A few notes:
- the pages that you saw sound like they were probably from the Beery, since there is no task where staying in lines is relevant on the WISC, but that can come up on the Beery, depending on which tasks were administered.
- he would not have been required to touch the iPad for the WISC, but he could have if he had chosen. It is also possible to provide all of the relevant responses orally, which may have been how he did it. I was mainly curious about the PSI, but it sounds like he did that on paper.

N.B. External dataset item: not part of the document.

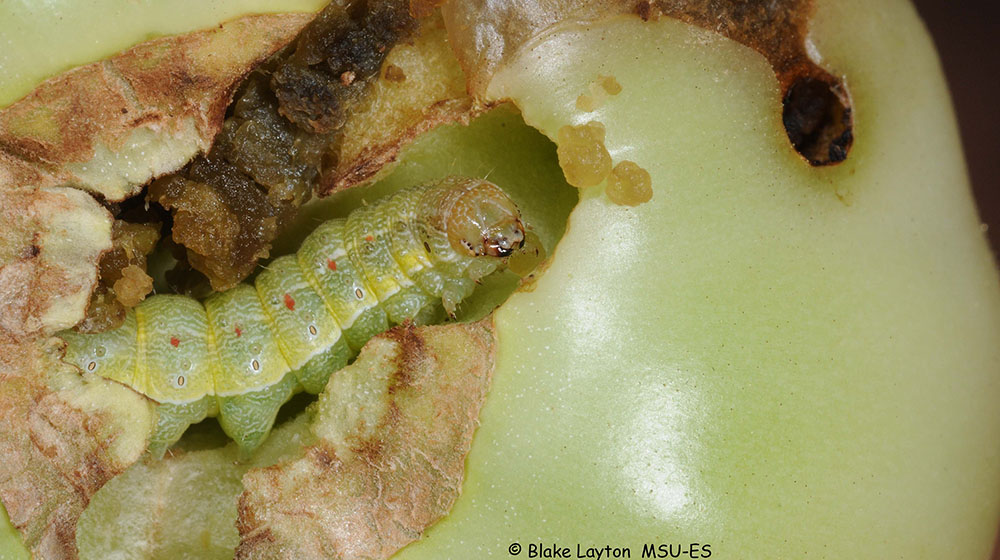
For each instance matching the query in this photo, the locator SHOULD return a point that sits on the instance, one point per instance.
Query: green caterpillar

And now for the WJ-IV. Grade equivalents, unfortunately, remain a fixture in too many evaluation reports, when they are usually inappropriate, as both APA and NASP have asserted for decades. The WJ-IV (and, in fact, every instrument you named for this round of evaluation) is a norm-referenced (deviation IQ, in this case) test, which means that what it is designed to do is to compare the ordinal performance of the examinee to the standardization population. That is, how a student's performance ranks compared to their age- or grade-peers. (e.g., first through 100th.) It is not designed to determine at what grade-level a student actually functions, or whether they meet learning standards for a particular grade in a particular curriculum.
Where then, do the grade equivalent scores come from? They are generated by statistical methods that identify the raw score obtained by the average student at the named grade-level in the standardization sample. The hypothetical average student could have obtained that score by multiple pathways, as, for example, they could have missed lots of items scattered along the way, but completed some very high level items, or they could have had many sequential correct answers and then abruptly hit their skill/knowledge limit. Another confound is that not every skill develops on the same trajectory, nor are they necessarily smooth and even, so that even if the raw scores were consistently obtained in the same way, a difference of one or two correct answers might, at some levels, make negligible difference in the nominal GE, and at other levels, suggest unrealistically large differences. Some skills level off developmentally relatively early (e.g., addition fact fluency), while others have such a high ceiling that even most educated adults struggle to demonstrate consistent mastery (e.g., calculus items in calculation).
Suffice it to say that these tests are not designed to generate the true grade equivalent, and you are correct, although not uncommon, it is a weird (and inappropriate) way to report scores.